The Paradox of History

When one’s conclusions can be no more extensive than one’s premises, one is bound to be at a standstill.  Everything must be foreknown or foreseen…Believing in this with pathetic loyalty, we have not understood for the most part that experience is not the guide of our lives but the trial to which we submit our dreams.”

                                                                                                                                       –George Boas (1920)                                                                           

Like many Americans, I have been reflecting today on the tragedy of an earlier September 11, and on President Obama’s words last evening.  Each in its own way brought to mind Greg Dening’s idea of history making— the transformation of lived experience into narratives.

On the question of narratives, Stuart Gottlieb’s insightful essay “History’s Advice to Barack Obama” takes on “the sort of behavior that the administration keeps pointing to as on the ‘wrong side of history’.”  Gottlieb offers two examples to illustrate the claim: the first, by President Obama, that “ISI[S] has no place in he 21st century”; and the second, Secretary of State Kerry’s about “19th century behavior in the 21st century.”

Reflecting on democracy and the paradoxes of history, Grzegorz Ekiert suggests the truism that “it is difficult to build democracy in a non-democratic neighborhood.” Something “even more difficult to conceptualize,” however, are:

“[L]ong run historical developments and their impact on present political and economic outcomes…the boundaries and borders, that were in place hundred or hundred fifty years ago and disappeared a long time ago, are showing up unexpectedly in the electoral geography.  Those old borders somehow have influenced the ways in which preferences are shaped today.”

Professor Ekiert’s context is East Europe, but his point seems indisputably to apply as well to the contemporary Levant.  It expresses the rule, not an exception to it: that historical borders affect contemporary preferences.  He offers two examples in postmodern 21st century Europe:

        “[I]n Poland when one looks at the number of NGOs in the countryside, one clearly sees that in the old Russian partition, there are significantly fewer NGOs in the countryside than there are in the Austro-Hungarian or in the Prussian partitions.  So you can see that the borders between Poland’s partitions still have an impact…”

        “Or, to take another example, in the middle of the nineteenth century there were many dialects in Germany[.]  A century later…a study of regional migrations discovered that today the mobility within the old dialect boundaries is higher than across dialect boundaries.  These are example of old boundaries that disappeared a long time ago but still have some mysterious power to shape contemporary outcomes.”

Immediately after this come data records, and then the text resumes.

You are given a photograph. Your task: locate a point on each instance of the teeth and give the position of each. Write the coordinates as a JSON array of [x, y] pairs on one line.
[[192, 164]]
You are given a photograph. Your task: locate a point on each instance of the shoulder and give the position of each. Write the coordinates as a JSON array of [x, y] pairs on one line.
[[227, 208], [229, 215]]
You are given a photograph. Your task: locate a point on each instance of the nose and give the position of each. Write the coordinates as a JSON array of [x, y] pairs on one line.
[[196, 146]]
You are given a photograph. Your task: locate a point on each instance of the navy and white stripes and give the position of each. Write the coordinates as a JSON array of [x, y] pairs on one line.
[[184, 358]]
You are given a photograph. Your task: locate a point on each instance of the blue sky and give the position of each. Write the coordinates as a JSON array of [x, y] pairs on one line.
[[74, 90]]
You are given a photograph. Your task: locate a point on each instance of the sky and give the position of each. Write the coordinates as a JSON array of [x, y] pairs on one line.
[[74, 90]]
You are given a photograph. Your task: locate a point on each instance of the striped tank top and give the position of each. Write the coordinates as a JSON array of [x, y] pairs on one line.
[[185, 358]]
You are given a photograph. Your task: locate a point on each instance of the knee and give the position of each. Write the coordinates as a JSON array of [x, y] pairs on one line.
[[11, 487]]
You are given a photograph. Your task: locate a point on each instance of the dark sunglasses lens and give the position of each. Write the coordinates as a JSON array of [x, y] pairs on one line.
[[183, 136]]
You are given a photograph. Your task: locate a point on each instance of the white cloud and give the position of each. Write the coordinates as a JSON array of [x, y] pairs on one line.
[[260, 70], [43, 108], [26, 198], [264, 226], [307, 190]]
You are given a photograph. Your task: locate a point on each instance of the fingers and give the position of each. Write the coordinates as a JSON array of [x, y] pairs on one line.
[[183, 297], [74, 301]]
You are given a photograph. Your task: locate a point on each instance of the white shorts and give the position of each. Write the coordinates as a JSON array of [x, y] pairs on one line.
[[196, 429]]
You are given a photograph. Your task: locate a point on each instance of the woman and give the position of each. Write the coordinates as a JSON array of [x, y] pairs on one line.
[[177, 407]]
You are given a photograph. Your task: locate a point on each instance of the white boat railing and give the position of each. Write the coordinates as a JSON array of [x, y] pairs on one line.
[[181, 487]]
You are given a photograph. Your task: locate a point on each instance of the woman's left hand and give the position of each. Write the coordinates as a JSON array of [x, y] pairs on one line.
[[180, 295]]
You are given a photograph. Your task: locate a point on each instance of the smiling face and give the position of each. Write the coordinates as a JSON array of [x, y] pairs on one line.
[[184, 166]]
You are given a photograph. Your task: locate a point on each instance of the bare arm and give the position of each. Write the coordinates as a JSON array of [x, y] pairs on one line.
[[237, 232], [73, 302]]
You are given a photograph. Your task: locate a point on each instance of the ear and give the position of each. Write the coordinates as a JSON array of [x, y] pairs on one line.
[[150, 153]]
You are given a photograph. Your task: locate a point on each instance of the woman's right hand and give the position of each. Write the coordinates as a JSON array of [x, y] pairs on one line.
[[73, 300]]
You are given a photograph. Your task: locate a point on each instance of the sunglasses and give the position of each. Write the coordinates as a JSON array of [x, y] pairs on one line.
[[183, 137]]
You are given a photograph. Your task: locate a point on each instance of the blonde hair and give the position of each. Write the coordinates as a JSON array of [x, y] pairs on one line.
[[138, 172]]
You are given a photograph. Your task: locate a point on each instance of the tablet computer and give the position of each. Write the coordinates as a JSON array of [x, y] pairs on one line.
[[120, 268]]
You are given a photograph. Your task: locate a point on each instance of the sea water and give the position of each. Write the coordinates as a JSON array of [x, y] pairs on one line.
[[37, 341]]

The paradox, he continues, is that “long-term continuities are most prominent in places which have a lot of discontinuity…one part of this discontinuity puzzle is that collective memories are kept intact when societies experience rapid and fundamental change.”

One might ask: where is this more the case than the Levant?  A commentary in today’s Al-Jazeera asks, “Obama: Can his plan save the Levant?” (one might append parenthetically “from itself”).  It states, “Briefings ahead of the announcement speak of a three-year conflict that recognises [sic] that the Islamic State group operates across borders but could initially focus on the battle for Iraq.”  Borders?  Lines on a map are Marquess of Queensberry rules in a street fight.  The quaint notion that, in a place like the Levant, borders once done cannot be undone is delusional in the face of an adversary like the Islamic State.  It doesn’t cross borders: it erases and redraws them like a demented Sykes-Picot.  That realization may underlie in some part Turkey’s refusal today to join “the coalition of the willing,” since it has not-inconsiderable experience with both redrawn borders, and rapid and fundamental change.

President Obama has a puzzlingly orthogenic view of capital H “history”: his History moves in a guided and unilinear fashion.  As a guide to statecraft, that view is fundamentally flawed.  It is bad science allowed to mutate into bad historiography: a discreditable “idea of continuous and progressive change,” of “evolution in a ‘strait line’.”  Its dogma is that History is discernably directionable, in the conviction, as Guyer put it, that it is “almost incredible” that what we see today is the product of “generation after generation…of purely accidental mutation.”  It may be comforting to imagine some benign “omega point,” in Teilhard de Chardin’s term, toward which History marches deterministically, if at times unevenly.  It is, however, a dangerously inept compass to guide policy, and a springboard for ill-conceived actions.  To paraphrase Don Corleone, pundits and philosophers can afford to be careless, not wartime leaders.

The point Gottlieb drives home in his essay is that active American leadership and engagement is sine qua non to confronting and defeating “territorial aggressors and anti-liberal ideologies.”  These are “the familiar components of international politics”: it is American liberal norms and institutions that are historically anomalous in a resolutely Hobbesian world.  That is the point about American exceptionalism: that it is the exception.

We are not flotsam in some metaphorical stream of history.  We are actors.  For wartime leaders, that means actively making history, or more clearly, making the history that will not otherwise come to pass.  As the events of twelve years ago proved resolutely, events will not otherwise default to our favor.